Incentivizing Agentic Reasoning in LLM Judges via Tool-Integrated Reinforcement Learning¶

Conference: ICLR 2026
arXiv: 2510.23038
Code: None
Area: Model Compression
Keywords: LLM-as-a-Judge, Tool-Integrated Reasoning, Reinforcement Learning, Code Execution, Evaluation

TL;DR¶

Proposes TIR-Judge, an end-to-end RL framework that trains LLM judge models to alternate between reasoning and code execution tools during the evaluation process. It outperforms 32B reasoning reward models with only 8B parameters across 7 public benchmarks, and TIR-Judge-Zero enables self-bootstrapped improvement without distillation.

Background & Motivation¶

LLM-as-a-Judge is increasingly critical in the LLM ecosystem—providing preference signals during training, performing best-of-N selection during inference, and replacing humans during evaluation.

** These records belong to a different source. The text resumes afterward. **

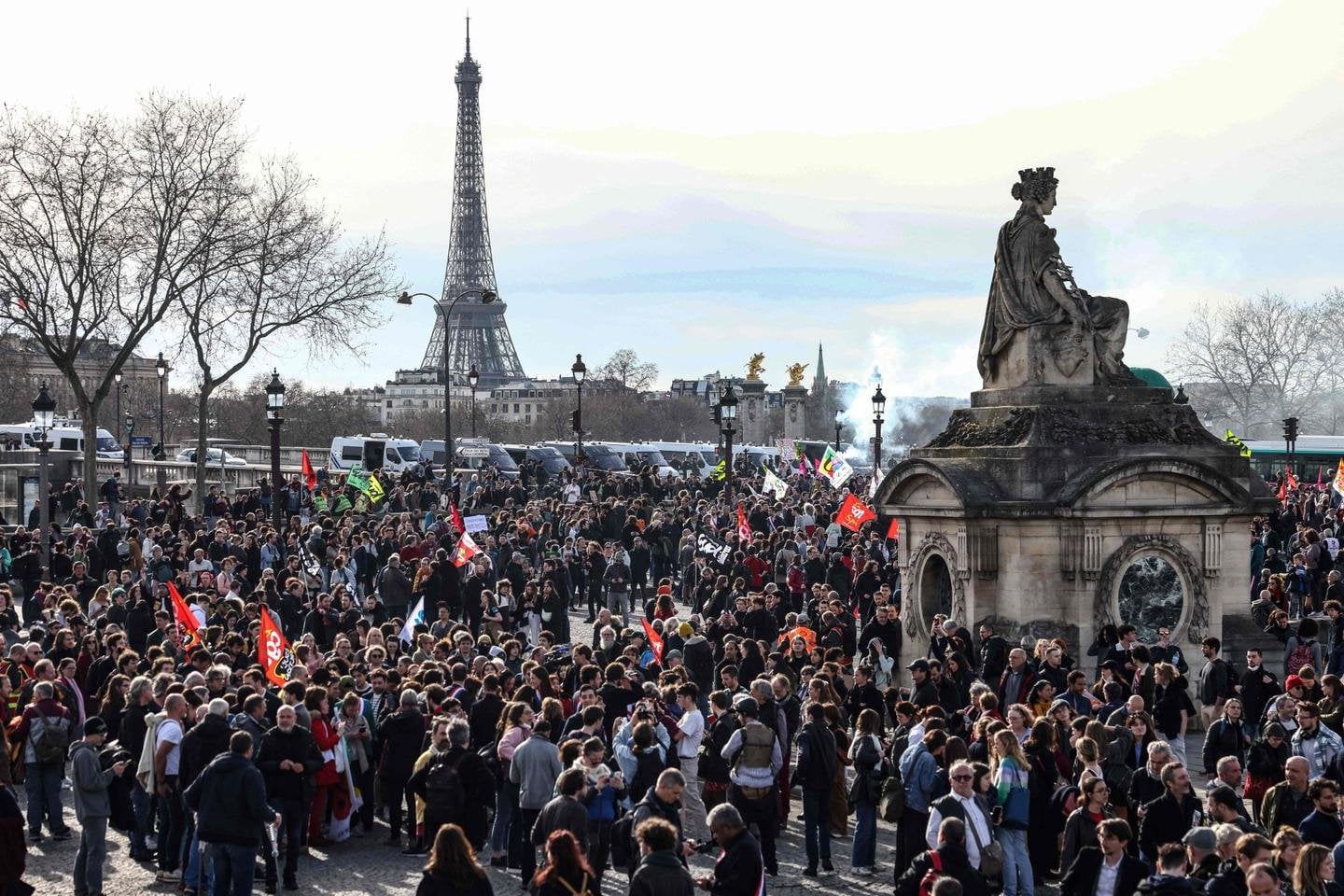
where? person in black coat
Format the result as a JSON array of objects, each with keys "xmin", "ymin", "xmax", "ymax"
[
  {"xmin": 786, "ymin": 703, "xmax": 837, "ymax": 877},
  {"xmin": 406, "ymin": 718, "xmax": 495, "ymax": 849},
  {"xmin": 378, "ymin": 689, "xmax": 425, "ymax": 847},
  {"xmin": 1059, "ymin": 819, "xmax": 1144, "ymax": 896},
  {"xmin": 257, "ymin": 706, "xmax": 323, "ymax": 889},
  {"xmin": 183, "ymin": 731, "xmax": 275, "ymax": 892},
  {"xmin": 896, "ymin": 819, "xmax": 994, "ymax": 896},
  {"xmin": 1139, "ymin": 762, "xmax": 1204, "ymax": 860},
  {"xmin": 694, "ymin": 804, "xmax": 763, "ymax": 896}
]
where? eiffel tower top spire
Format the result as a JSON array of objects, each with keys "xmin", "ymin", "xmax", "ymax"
[{"xmin": 421, "ymin": 16, "xmax": 525, "ymax": 385}]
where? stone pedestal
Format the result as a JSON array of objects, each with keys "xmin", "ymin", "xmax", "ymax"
[
  {"xmin": 784, "ymin": 385, "xmax": 807, "ymax": 442},
  {"xmin": 875, "ymin": 381, "xmax": 1274, "ymax": 667},
  {"xmin": 738, "ymin": 379, "xmax": 764, "ymax": 444}
]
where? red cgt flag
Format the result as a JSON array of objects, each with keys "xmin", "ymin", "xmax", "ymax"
[
  {"xmin": 639, "ymin": 620, "xmax": 663, "ymax": 665},
  {"xmin": 836, "ymin": 495, "xmax": 877, "ymax": 532},
  {"xmin": 257, "ymin": 606, "xmax": 294, "ymax": 688},
  {"xmin": 302, "ymin": 449, "xmax": 317, "ymax": 492},
  {"xmin": 453, "ymin": 532, "xmax": 482, "ymax": 567},
  {"xmin": 168, "ymin": 581, "xmax": 201, "ymax": 651}
]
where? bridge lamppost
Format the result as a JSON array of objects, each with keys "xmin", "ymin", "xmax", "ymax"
[
  {"xmin": 33, "ymin": 383, "xmax": 56, "ymax": 575},
  {"xmin": 467, "ymin": 364, "xmax": 482, "ymax": 440},
  {"xmin": 263, "ymin": 368, "xmax": 285, "ymax": 531},
  {"xmin": 397, "ymin": 288, "xmax": 498, "ymax": 497},
  {"xmin": 155, "ymin": 352, "xmax": 168, "ymax": 458},
  {"xmin": 570, "ymin": 355, "xmax": 587, "ymax": 468},
  {"xmin": 719, "ymin": 385, "xmax": 738, "ymax": 504},
  {"xmin": 873, "ymin": 383, "xmax": 887, "ymax": 473}
]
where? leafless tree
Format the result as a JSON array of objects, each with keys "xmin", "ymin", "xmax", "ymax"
[
  {"xmin": 1169, "ymin": 293, "xmax": 1325, "ymax": 438},
  {"xmin": 594, "ymin": 348, "xmax": 659, "ymax": 392},
  {"xmin": 176, "ymin": 160, "xmax": 400, "ymax": 495},
  {"xmin": 0, "ymin": 94, "xmax": 247, "ymax": 504}
]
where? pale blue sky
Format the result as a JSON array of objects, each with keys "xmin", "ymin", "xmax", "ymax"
[{"xmin": 0, "ymin": 0, "xmax": 1344, "ymax": 395}]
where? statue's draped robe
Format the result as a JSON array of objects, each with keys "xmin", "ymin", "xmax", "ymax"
[{"xmin": 978, "ymin": 205, "xmax": 1133, "ymax": 383}]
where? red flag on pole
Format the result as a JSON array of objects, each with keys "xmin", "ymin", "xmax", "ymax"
[
  {"xmin": 300, "ymin": 449, "xmax": 317, "ymax": 492},
  {"xmin": 453, "ymin": 532, "xmax": 482, "ymax": 567},
  {"xmin": 257, "ymin": 606, "xmax": 294, "ymax": 686},
  {"xmin": 168, "ymin": 581, "xmax": 201, "ymax": 651},
  {"xmin": 639, "ymin": 620, "xmax": 663, "ymax": 665},
  {"xmin": 836, "ymin": 495, "xmax": 877, "ymax": 532}
]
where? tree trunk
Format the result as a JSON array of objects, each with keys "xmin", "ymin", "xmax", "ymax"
[
  {"xmin": 79, "ymin": 399, "xmax": 102, "ymax": 513},
  {"xmin": 196, "ymin": 383, "xmax": 212, "ymax": 509}
]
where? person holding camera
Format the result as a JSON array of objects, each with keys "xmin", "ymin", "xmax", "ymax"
[{"xmin": 70, "ymin": 716, "xmax": 126, "ymax": 896}]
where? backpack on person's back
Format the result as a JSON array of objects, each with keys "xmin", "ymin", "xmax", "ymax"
[{"xmin": 425, "ymin": 756, "xmax": 467, "ymax": 822}]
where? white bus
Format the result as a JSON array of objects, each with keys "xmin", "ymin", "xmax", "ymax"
[
  {"xmin": 599, "ymin": 442, "xmax": 680, "ymax": 478},
  {"xmin": 644, "ymin": 442, "xmax": 719, "ymax": 477},
  {"xmin": 327, "ymin": 432, "xmax": 419, "ymax": 473},
  {"xmin": 0, "ymin": 420, "xmax": 125, "ymax": 461}
]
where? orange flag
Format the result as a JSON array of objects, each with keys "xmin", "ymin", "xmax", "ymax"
[
  {"xmin": 639, "ymin": 620, "xmax": 663, "ymax": 664},
  {"xmin": 257, "ymin": 605, "xmax": 294, "ymax": 686},
  {"xmin": 453, "ymin": 532, "xmax": 482, "ymax": 567},
  {"xmin": 300, "ymin": 449, "xmax": 317, "ymax": 492},
  {"xmin": 836, "ymin": 495, "xmax": 877, "ymax": 532},
  {"xmin": 168, "ymin": 581, "xmax": 201, "ymax": 651}
]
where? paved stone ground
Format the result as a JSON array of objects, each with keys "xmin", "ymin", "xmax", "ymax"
[{"xmin": 19, "ymin": 614, "xmax": 1201, "ymax": 896}]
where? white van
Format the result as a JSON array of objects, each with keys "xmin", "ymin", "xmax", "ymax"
[
  {"xmin": 539, "ymin": 442, "xmax": 630, "ymax": 474},
  {"xmin": 641, "ymin": 442, "xmax": 719, "ymax": 477},
  {"xmin": 327, "ymin": 432, "xmax": 419, "ymax": 473},
  {"xmin": 421, "ymin": 438, "xmax": 522, "ymax": 480},
  {"xmin": 0, "ymin": 420, "xmax": 125, "ymax": 461},
  {"xmin": 602, "ymin": 442, "xmax": 680, "ymax": 478}
]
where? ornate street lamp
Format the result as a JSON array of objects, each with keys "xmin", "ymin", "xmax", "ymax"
[
  {"xmin": 570, "ymin": 355, "xmax": 587, "ymax": 468},
  {"xmin": 719, "ymin": 385, "xmax": 738, "ymax": 502},
  {"xmin": 155, "ymin": 352, "xmax": 168, "ymax": 458},
  {"xmin": 873, "ymin": 383, "xmax": 887, "ymax": 473},
  {"xmin": 467, "ymin": 364, "xmax": 482, "ymax": 440},
  {"xmin": 33, "ymin": 383, "xmax": 55, "ymax": 571},
  {"xmin": 263, "ymin": 368, "xmax": 285, "ymax": 535}
]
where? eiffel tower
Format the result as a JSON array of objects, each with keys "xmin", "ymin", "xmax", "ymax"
[{"xmin": 421, "ymin": 18, "xmax": 525, "ymax": 385}]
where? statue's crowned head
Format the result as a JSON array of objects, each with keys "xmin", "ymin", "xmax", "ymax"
[{"xmin": 1012, "ymin": 168, "xmax": 1059, "ymax": 203}]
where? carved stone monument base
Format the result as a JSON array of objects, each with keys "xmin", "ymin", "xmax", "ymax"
[
  {"xmin": 738, "ymin": 379, "xmax": 764, "ymax": 444},
  {"xmin": 876, "ymin": 385, "xmax": 1274, "ymax": 657},
  {"xmin": 784, "ymin": 385, "xmax": 807, "ymax": 442}
]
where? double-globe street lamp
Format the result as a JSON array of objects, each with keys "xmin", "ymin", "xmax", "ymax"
[
  {"xmin": 33, "ymin": 383, "xmax": 56, "ymax": 571},
  {"xmin": 719, "ymin": 385, "xmax": 738, "ymax": 504},
  {"xmin": 570, "ymin": 355, "xmax": 587, "ymax": 468},
  {"xmin": 397, "ymin": 288, "xmax": 498, "ymax": 492},
  {"xmin": 467, "ymin": 364, "xmax": 482, "ymax": 440},
  {"xmin": 873, "ymin": 383, "xmax": 887, "ymax": 474},
  {"xmin": 155, "ymin": 352, "xmax": 168, "ymax": 459},
  {"xmin": 263, "ymin": 368, "xmax": 285, "ymax": 538}
]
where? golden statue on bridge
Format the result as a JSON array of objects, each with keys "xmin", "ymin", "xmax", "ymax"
[{"xmin": 748, "ymin": 352, "xmax": 764, "ymax": 380}]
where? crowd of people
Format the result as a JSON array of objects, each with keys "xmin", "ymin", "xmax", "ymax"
[{"xmin": 0, "ymin": 464, "xmax": 1344, "ymax": 896}]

However, current judge models face two major issues:

Ceiling of pure text reasoning: Existing reasoning-enhanced judge models (e.g., JudgeLRM, J1-Judge) rely solely on text-based chains of thought, struggling in scenarios requiring precise calculation or symbolic reasoning (e.g., verifying code output, checking instruction constraints).

Limitations of tool use: A few attempts to introduce tools either (i) use tools only during inference rather than optimizing during training, or (ii) are limited to specific tasks/domains.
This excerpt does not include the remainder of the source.